The Federal Reserve study appears to conclude that workers need shelter to be productive, apropos, housing is productive.
Housing creates economic activity in its development stage. The act of constructing a dwelling leads to employment for a large number of people (both directly in the building process, and indirectly, in creating the inputs/materials, formation of finance, sales and marketing), leading to an initial boost to economic activity (which is multiplied as those people spend the money they earn in the construction process). However, once a property is constructed, it serves the sole purpose of providing shelter, without adding to economic activity (other than for usually minor maintenance issues).
By contrast, capital invested in a business should continue to be productive to an economy even after the initial investment (although that will depend somewhat on the type of business and the cost of the investment). This is largely because economic growth (and ultimately, living standards) is spurred by two factors — population growth and technological improvement. Such technological improvement is created by businesses using capital to improve processes (efficiency gains) and developing new products and services. Think of Ford developing the production line or Cyrus McCormick’s creation of the “Reaper” which revolutionised farming practices. Not too many great technological leaps occurred while someone was sitting in their living room watching the rugby on a 50-inch plasma.

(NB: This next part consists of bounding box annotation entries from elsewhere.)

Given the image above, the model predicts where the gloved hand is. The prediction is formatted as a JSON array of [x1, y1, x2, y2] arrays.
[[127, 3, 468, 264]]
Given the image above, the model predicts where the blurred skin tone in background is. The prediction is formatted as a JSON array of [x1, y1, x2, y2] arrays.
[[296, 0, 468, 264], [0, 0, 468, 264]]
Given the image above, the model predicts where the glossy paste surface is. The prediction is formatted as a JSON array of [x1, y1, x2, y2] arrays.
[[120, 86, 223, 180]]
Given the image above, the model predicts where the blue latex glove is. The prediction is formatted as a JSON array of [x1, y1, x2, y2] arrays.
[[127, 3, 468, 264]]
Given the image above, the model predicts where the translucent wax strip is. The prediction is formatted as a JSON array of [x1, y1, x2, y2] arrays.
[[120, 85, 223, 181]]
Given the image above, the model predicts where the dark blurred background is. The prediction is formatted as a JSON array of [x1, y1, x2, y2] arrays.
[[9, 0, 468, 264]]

The issue is more relevant as Australians spend more money (as a proportion of their net worth) on property. Australians who live in capital cities now devote approximately six times their disposable income on property purchases — traditionally, Australians spent less than three times their income on their principal dwelling. That means that monies that would previously have been invested in real businesses are now being spent on housing.
Further, the size and luxuriousness of the housing structures have also substantially increased in recent decades — while that serves to ensure that Australians are living more “comfortably” and creates a short-term boost in living standards, it creates little additional productivity (if the goal of housing is to merely provide “shelter”, the construction of such “McMansions” leads to spending far more capital on housing than what is actually required). So even if housing could be “productive” — like investing in dot.com businesses in the late 1990s, the market has become so distorted that the marginal benefit from investment in the sector is minimal.
Adapting the theory to Australia now, the question remains — are we better off investing our scarce capital (savings) in buying larger and more expensive houses or by investing in real businesses?
When an economy invests in business, those businesses generate organic growth by devoting a portion of their capital to technological improvements. (Further, business owners are not only motivated to continually increase profits, they will also be able to compound their capital by reinvesting in the business itself). By contrast, investment in housing creates an initial burst of growth, but little other benefits after that point. The problem is exacerbated when people spend money to build a larger and more luxurious house than is necessary. (Further, the economic boost is only created for new housing — not the purchase of existing housing stock, which creates economic waste through needless transaction fees).
In 2009, an apartment was purchased in East Melbourne for almost $20 million — that money was largely collected by the developer who constructed the building. The $20 million spent will no doubt provide shelter to its occupants, but that same shelter could most likely have been purchased elsewhere for a fraction of that sum, with the monies instead being used by a business to develop new products or services.
The Australian housing bubble, led by Melbourne (which recorded price growth of almost 30% in the past 12 months) is causing investment in over-priced property to the detriment of dynamic business. This may be “productive” for real estate agents or mortgage brokers, but not for the Australian economy.